Oltre ai segni classici (Fig. 2) sono stati associati alla sindrome l’interessamento di molti distretti anatomici: apparato gastrointestinale, malformazioni cranio facciali, (macroglossia, ipertelorismo, ponte nasale piatto, microcefalia), disturbi visivi, irsutimo e capelli radi, ipotonia muscolare, deformazioni scheletriche (sinostosi vertebrali e aplasia del quinto dito). Sono state descritte inoltre difficoltà alla suzione e all’ alimentazione nell’età infantile, suscettibilità ad infezioni, soprattutto dell’apparato respiratorio (polmoniti e otiti medie) e urinario ; anomalie cardiache (difetti del setto interventricolare e interatriale, tetralogia di Fallot e dotto arterioso pervio), anomalie genitali (criptorchidismo, ipospadia e assenza di utero), anomalie renali (reni fusi o piccoli) ed ernie inguinali od ombelicali (Tab.1).
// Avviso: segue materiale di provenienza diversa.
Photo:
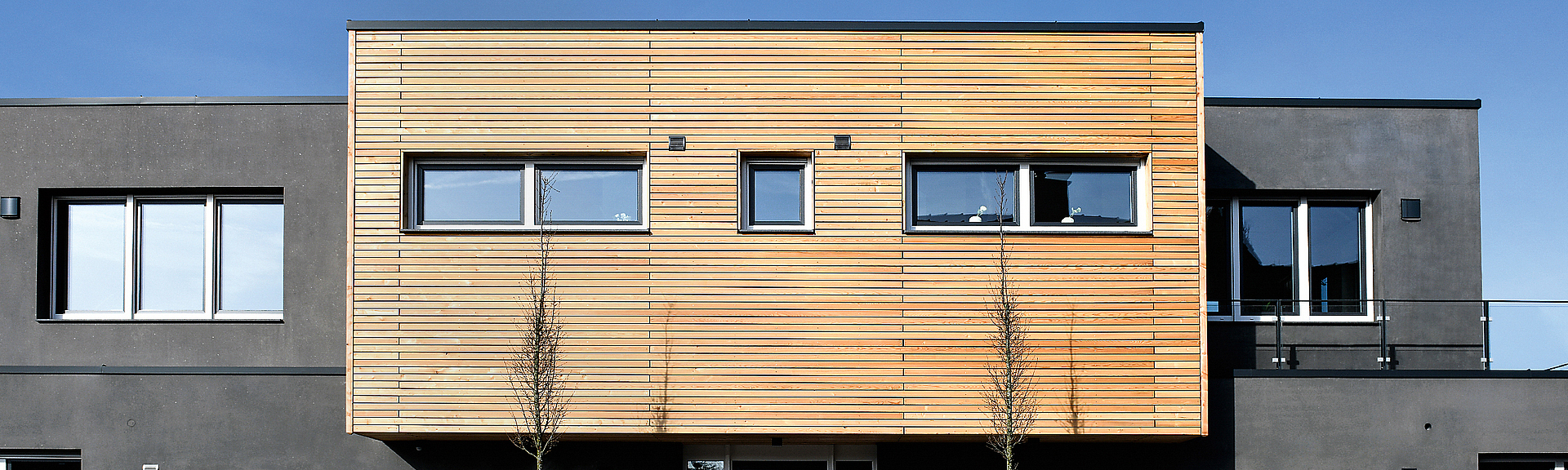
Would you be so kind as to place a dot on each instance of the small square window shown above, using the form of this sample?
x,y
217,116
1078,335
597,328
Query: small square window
x,y
1026,196
777,195
168,257
529,195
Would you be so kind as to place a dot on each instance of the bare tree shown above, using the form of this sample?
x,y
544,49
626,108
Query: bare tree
x,y
1010,400
535,373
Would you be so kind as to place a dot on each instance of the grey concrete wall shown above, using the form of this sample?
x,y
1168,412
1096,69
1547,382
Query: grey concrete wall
x,y
1382,423
1424,154
189,422
295,148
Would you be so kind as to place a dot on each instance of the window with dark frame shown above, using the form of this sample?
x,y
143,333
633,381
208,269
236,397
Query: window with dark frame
x,y
1305,259
168,257
1022,196
775,195
529,195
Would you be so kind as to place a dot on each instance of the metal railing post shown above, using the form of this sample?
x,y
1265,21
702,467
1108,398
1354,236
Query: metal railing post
x,y
1278,337
1486,334
1385,362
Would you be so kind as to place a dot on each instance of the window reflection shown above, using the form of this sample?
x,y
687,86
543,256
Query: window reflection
x,y
1267,255
95,255
1334,251
250,255
1084,197
470,195
173,246
590,195
964,195
777,195
1218,276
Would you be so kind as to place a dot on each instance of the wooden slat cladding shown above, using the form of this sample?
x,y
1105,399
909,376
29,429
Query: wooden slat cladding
x,y
853,330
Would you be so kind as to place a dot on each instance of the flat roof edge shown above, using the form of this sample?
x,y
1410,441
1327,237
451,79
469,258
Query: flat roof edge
x,y
1399,373
791,25
179,100
1302,102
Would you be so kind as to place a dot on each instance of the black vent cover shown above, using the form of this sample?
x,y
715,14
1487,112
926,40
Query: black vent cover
x,y
841,143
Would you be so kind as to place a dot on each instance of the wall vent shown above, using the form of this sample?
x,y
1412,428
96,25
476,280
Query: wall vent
x,y
841,143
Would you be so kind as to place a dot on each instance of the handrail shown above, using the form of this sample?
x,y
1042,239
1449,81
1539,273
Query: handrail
x,y
1377,311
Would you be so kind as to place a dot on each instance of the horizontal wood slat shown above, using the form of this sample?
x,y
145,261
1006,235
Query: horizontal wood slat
x,y
853,330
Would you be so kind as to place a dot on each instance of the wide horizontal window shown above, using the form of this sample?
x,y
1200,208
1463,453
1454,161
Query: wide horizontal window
x,y
529,195
1303,259
168,257
1024,196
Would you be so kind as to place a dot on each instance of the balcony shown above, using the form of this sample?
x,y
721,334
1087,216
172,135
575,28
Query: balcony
x,y
1388,334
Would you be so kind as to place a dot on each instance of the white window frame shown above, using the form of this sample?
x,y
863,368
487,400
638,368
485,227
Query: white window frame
x,y
412,211
1302,253
808,204
819,453
1142,188
132,309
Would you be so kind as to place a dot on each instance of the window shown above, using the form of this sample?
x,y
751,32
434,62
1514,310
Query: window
x,y
168,257
39,459
1521,461
775,195
780,456
1305,259
529,195
1034,195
Il coinvolgimento dell’apparato muscolo scheletrico nel nostro caso è particolarmente importante: se, infatti, la displasia rotulea (Qazi 1990) e le anomalie clavicolari (Schienzel 1979), sebbene rare, sono state comunque descritte, altri segni, quali ginocchio valgo bilaterale, piede piatto bilaterale e retro piede valgo non sono stati riportati in precedenza. Altri segni clinici ortopedici erano presenti nel nostro caso così come già riportato in letteratura: scoliosi, iperlordosi lombare, ipoplasia patellare, antiversione del bacino, iperlassità legamentosa, bassa statura, ipotonotrofismo bilaterale dei muscoli degli arti inferiori, ritardata età scheletrica e ipoplasia bilaterale rotulea (Tab.2) (Mace 1973; Elliot 2000; Seniur et al 1971).

grafico 2a

I dati ortopedici nella Sindrome di Coffin Siris sono stati sino ad oggi trascurati a causa della predominante attenzione riservata alla diagnosi e terapia delle patologie d’organo causa di riduzione dell’aspettativa di vita (apparato cardiovascolare, respiratorio, renale) e/o di scarso adattamento sociale (ritardo mentale, linguaggio). Ricordiamo, comunque, che l’esistenza di possibili varianti cliniche è una teoria già ipotizzata in passato (Braun Quentin 1996), (Fleck 2001). In particolare nel nostro lavoro si accenna ad una manifesta “predominanza scheletrica”. Nel caso di specie, il quadro clinico sottolinea nuovamente la difficoltà della diagnosi nella sindrome di Coffin Siris e nell’identificare dei criteri minimi per la diagnosi della sindrome stessa a causa dell’elevato numero di organi e tessuti coinvolti. Spicca, inoltre, l’assenza di un evidente ritardo motorio ed intellettivo, riportato in letteratura spesso associato a specifici sintomi, quali irsutismo, cuoio capelluto rado, labbra e sopracciglia spesse, bocca larga e ponte nasale appiattito, anomalie dei padiglioni auricolari (Winter, Baraitser, 2000), in percentuali variabili tra il 95 e il 100 dei casi, e per questo ritenuti quasi patognomici (Fleck 2001). Altro segno fondamentale è l’ipoplasia dell’ultima falange del quinto dito, accompagnata da anomalie evidenti a livello del quarto dito sia degli arti superiori che inferiori. In conclusione il nostro lavoro, dimostra l’esistenza di casi clinici di sindrome di Coffin Siris nei quali il quadro muscolo scheletrico prevale in maniera evidente sul quadro generale e in quello neurologico dimostrando come la sindrome possa manifestarsi in maniera assolutamente eterogenea.